Guangdong research team confirms that the new treatment mode of stage III non-small cell lung cancer is effective, and the risk of cancer progression in


  patients is reduced by 36%

  Guangzhou Daily News (all media reporter He Xuehua correspondent Hao Li, Zhang Lanxi, Jin Ting) Which type of lung cancer is the most difficult to treat?

Phase III!

Because most of the tumors are unresectable, and the patient's tolerance and effect of radiotherapy and chemotherapy are also poor, lung cancer doctors recognize that stage III lung cancer is the most complicated and requires the most comprehensive treatment.

  As one of the most rapidly developing new anti-cancer methods in the past 5-10 years, can immunotherapy be added?

At 7:00 on January 15, the GEMSTONE-301 study, designed and carried out by Professor Wu Yilong, chief expert of Guangdong Provincial People's Hospital and honorary director of Guangdong Lung Cancer Research Institute, was officially published in the journal "The Lancet-Oncology". The results can be called a "final decision", confirming that PD-L1 as a consolidation therapy for patients with stage III non-small cell lung cancer after radiotherapy and chemotherapy has superior efficacy and good safety.

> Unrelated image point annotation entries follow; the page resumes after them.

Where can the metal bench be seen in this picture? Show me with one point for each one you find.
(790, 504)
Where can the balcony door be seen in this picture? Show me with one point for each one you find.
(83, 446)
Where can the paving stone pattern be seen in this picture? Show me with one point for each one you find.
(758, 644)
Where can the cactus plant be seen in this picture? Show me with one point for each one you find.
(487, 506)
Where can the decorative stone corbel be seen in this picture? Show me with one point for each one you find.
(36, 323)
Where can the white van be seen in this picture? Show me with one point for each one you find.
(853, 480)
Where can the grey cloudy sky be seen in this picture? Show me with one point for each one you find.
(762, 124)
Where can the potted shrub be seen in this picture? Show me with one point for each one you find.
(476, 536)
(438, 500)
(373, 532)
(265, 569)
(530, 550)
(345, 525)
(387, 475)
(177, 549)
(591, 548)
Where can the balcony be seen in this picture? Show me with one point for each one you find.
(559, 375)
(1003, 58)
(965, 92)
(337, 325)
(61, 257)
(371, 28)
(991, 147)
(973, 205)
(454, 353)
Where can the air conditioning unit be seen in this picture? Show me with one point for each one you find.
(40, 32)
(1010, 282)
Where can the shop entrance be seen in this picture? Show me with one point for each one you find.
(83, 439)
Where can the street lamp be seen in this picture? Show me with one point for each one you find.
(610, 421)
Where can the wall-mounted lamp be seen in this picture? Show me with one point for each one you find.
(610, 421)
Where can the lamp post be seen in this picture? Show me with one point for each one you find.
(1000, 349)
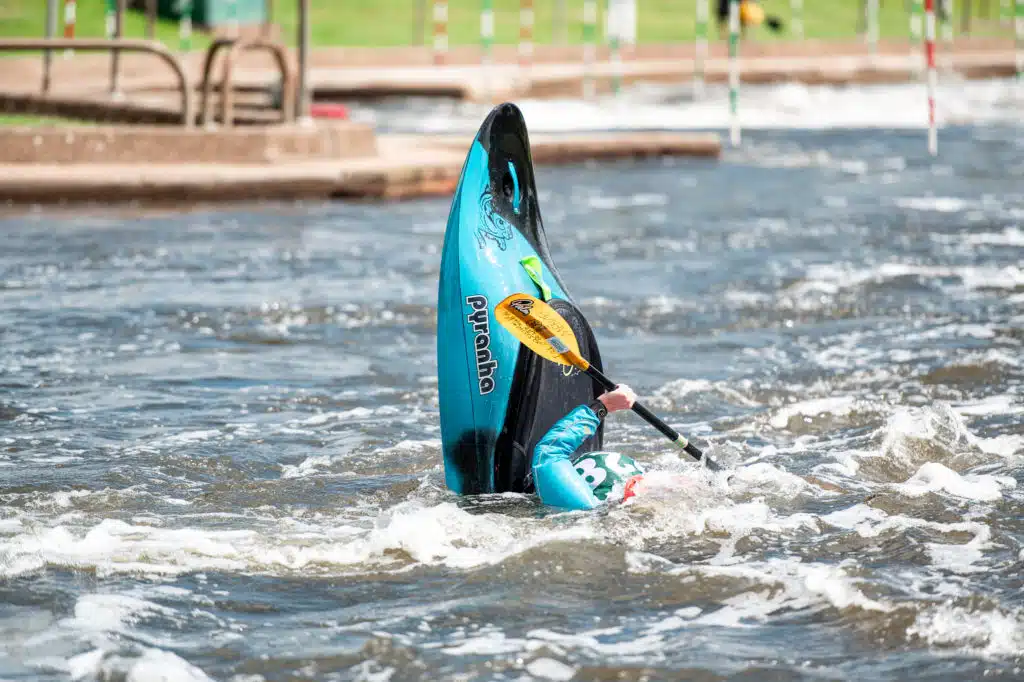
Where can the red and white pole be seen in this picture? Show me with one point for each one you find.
(71, 15)
(525, 33)
(933, 135)
(440, 31)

  This new model of proven effective treatment is expected to be written into relevant clinical guidelines in my country as early as the first half of this year, to meet the urgent treatment needs of patients with unresectable stage III disease.

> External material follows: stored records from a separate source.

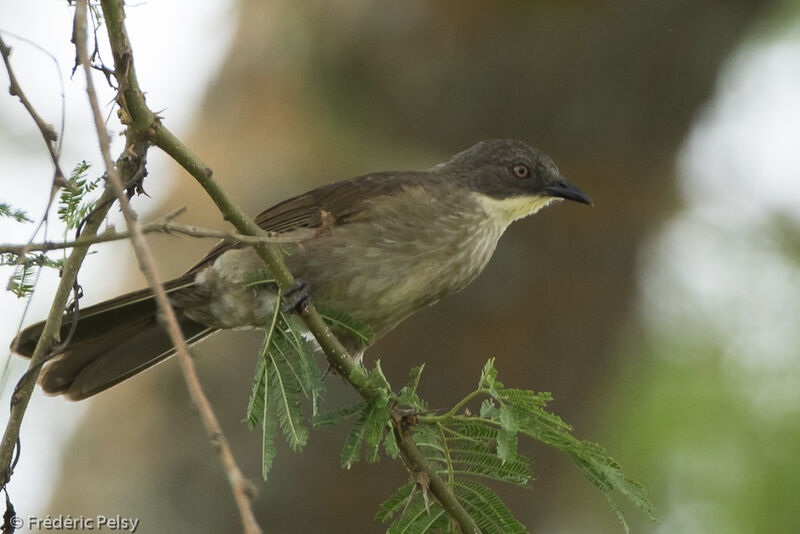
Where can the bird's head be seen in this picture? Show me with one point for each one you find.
(510, 178)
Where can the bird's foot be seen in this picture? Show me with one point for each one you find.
(297, 297)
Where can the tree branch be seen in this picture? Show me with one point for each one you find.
(48, 134)
(239, 485)
(166, 227)
(133, 102)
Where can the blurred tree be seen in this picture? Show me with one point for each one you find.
(318, 91)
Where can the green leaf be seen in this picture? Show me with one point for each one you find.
(73, 206)
(486, 508)
(255, 406)
(377, 421)
(7, 210)
(390, 444)
(351, 451)
(268, 436)
(335, 416)
(408, 394)
(285, 394)
(391, 506)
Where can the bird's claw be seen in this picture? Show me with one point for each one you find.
(297, 297)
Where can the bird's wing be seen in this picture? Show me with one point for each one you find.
(329, 205)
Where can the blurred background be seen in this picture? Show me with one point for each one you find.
(664, 320)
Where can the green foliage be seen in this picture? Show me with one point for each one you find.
(7, 210)
(73, 205)
(26, 268)
(466, 450)
(287, 373)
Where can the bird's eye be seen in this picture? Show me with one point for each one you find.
(521, 171)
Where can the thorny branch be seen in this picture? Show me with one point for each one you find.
(166, 226)
(239, 484)
(135, 110)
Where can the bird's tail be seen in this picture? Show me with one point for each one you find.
(113, 341)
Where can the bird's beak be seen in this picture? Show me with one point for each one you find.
(564, 189)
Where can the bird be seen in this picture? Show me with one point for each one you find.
(382, 247)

  Of all lung cancer patients, 80-85% are non-small cell lung cancer (NSCLC), 1 in 4 patients with non-small cell lung cancer are in stage III (also known as intermediate stage) at the time of diagnosis, and most tumors are unresectable, that is, without surgery Chance.

  "Early lung cancer is mainly treated by surgery, and advanced lung cancer is mainly treated by drugs." I believe many people know it, but what about the mid-term?

Even lung cancer doctors say it is very complicated and difficult to treat.

  In 2017, the PACIFIC study, an international multi-center clinical trial, was released, which proved for the first time that the addition of immunoconsolidation therapy after concurrent chemoradiotherapy can significantly improve the survival rate of patients with unresectable stage III non-small cell lung cancer, which is called stage III. A "tsunami" of NSCLC treatment.

The results of this study changed the standard treatment mode of inoperable locally advanced lung cancer, from the original concurrent chemoradiotherapy to concurrent chemoradiotherapy + immunoconsolidation therapy, and soon changed the clinical practice.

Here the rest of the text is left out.